Homem ajoelhado analisando terra em plantação de milho no campo ensolarado.

Um enorme projeto de reflorestamento ou quilômetros de tubos de irrigação não são o ponto de partida aqui. O começo é bem mais sutil: uma película vivíssima e finíssima na superfície. Esse composto discreto de microrganismos consegue “segurar” os grãos, reter água e, assim, criar a base para que o verde volte a surgir em uma das paisagens mais severas do planeta.

Por que a luta contra a desertificação quase sempre fracassou até agora

O avanço das áreas áridas é visto no mundo inteiro como uma crise lenta, porém constante. Ano após ano, produtores rurais perdem áreas cultiváveis, cidades convivem com tempestades de poeira e regiões inteiras entram em instabilidade econômica. Plantar mudas, por si só, costuma dar pouco resultado quando o terreno se comporta como um oceano de areia em movimento contínuo.

Na região ao redor do deserto de Taklamakan, isso fica ainda mais evidente. Ventos intensos arrancam repetidamente os milímetros superiores do solo. Partículas finas e nutrientes desaparecem antes mesmo que uma camada mínima de terra consiga se formar. As plantas jovens são desenterradas pelo vento ou secam, porque as raízes não encontram firmeza.

"O verdadeiro adversário não é apenas a seca, mas sobretudo a extrema mobilidade da areia."

Além disso, existe um efeito que vai muito além do local. Superfícies abertas de areia lançam volumes enormes de poeira fina na atmosfera. Isso agrava problemas respiratórios, reduz a visibilidade e interfere no clima regional. Por isso, para conter a expansão do deserto no longo prazo, a primeira tarefa é acalmar a superfície - só depois faz sentido pensar em árvores ou arbustos.

Uma crosta viva como “cola” para a areia: cianobactérias no Taklamakan

É exatamente nesse ponto que pesquisadores chineses vêm trabalhando. A estratégia é pulverizar sobre a areia uma suspensão de cianobactérias. Esses microrganismos estão entre as formas de vida mais antigas da Terra e lidam surpreendentemente bem com sol intenso, falta de água e grandes variações de temperatura.

Em laboratório, as bactérias são multiplicadas em grande escala e, depois, aplicadas com água nas áreas de areia do deserto. Assim que chegam ao campo, começam a aderir aos grãos e a liberar compostos açucarados específicos, chamados exopolissacarídeos.

"Essas 'colas de açúcar' formam, com o tempo, uma crosta escura e contínua, como um tapete vivo sobre a areia."
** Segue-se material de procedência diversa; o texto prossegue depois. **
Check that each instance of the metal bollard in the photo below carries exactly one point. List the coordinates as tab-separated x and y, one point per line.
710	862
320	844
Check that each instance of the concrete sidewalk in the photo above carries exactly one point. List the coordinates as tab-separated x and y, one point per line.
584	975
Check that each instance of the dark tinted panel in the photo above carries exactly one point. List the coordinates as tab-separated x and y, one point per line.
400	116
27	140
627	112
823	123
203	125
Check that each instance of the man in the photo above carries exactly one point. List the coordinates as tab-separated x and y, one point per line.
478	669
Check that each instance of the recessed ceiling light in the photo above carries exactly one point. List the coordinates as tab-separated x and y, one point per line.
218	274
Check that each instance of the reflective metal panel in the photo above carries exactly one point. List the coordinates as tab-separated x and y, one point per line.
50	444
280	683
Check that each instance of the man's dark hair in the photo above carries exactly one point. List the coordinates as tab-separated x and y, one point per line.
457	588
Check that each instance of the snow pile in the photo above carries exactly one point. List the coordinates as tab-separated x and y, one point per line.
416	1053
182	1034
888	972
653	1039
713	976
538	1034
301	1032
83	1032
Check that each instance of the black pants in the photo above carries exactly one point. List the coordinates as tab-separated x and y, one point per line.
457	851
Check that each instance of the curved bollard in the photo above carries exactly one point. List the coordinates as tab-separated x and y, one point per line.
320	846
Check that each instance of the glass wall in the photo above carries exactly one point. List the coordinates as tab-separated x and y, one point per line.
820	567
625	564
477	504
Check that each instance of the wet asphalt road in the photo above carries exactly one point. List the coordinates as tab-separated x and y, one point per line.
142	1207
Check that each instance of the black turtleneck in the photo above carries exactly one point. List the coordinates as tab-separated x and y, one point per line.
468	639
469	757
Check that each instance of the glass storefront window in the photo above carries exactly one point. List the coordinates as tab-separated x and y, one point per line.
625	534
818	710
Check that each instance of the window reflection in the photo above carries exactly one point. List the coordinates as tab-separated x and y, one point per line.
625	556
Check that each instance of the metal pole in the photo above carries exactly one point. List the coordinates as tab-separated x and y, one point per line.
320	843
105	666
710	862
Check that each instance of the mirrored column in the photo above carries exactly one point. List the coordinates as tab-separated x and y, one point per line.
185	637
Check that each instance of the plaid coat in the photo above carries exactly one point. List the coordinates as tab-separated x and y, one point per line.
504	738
Medições em áreas experimentais mostram o tamanho do impacto: após cerca de 90 dias, a estabilidade do terreno já aumenta de forma clara. Em tempestades de areia simuladas, com ventos de até 90 quilômetros por hora, a erosão cai em mais de 99%. São justamente essas primeiras semanas e meses que definem se o local será novamente varrido pelo vento ou se começará a construir uma estrutura mais estável.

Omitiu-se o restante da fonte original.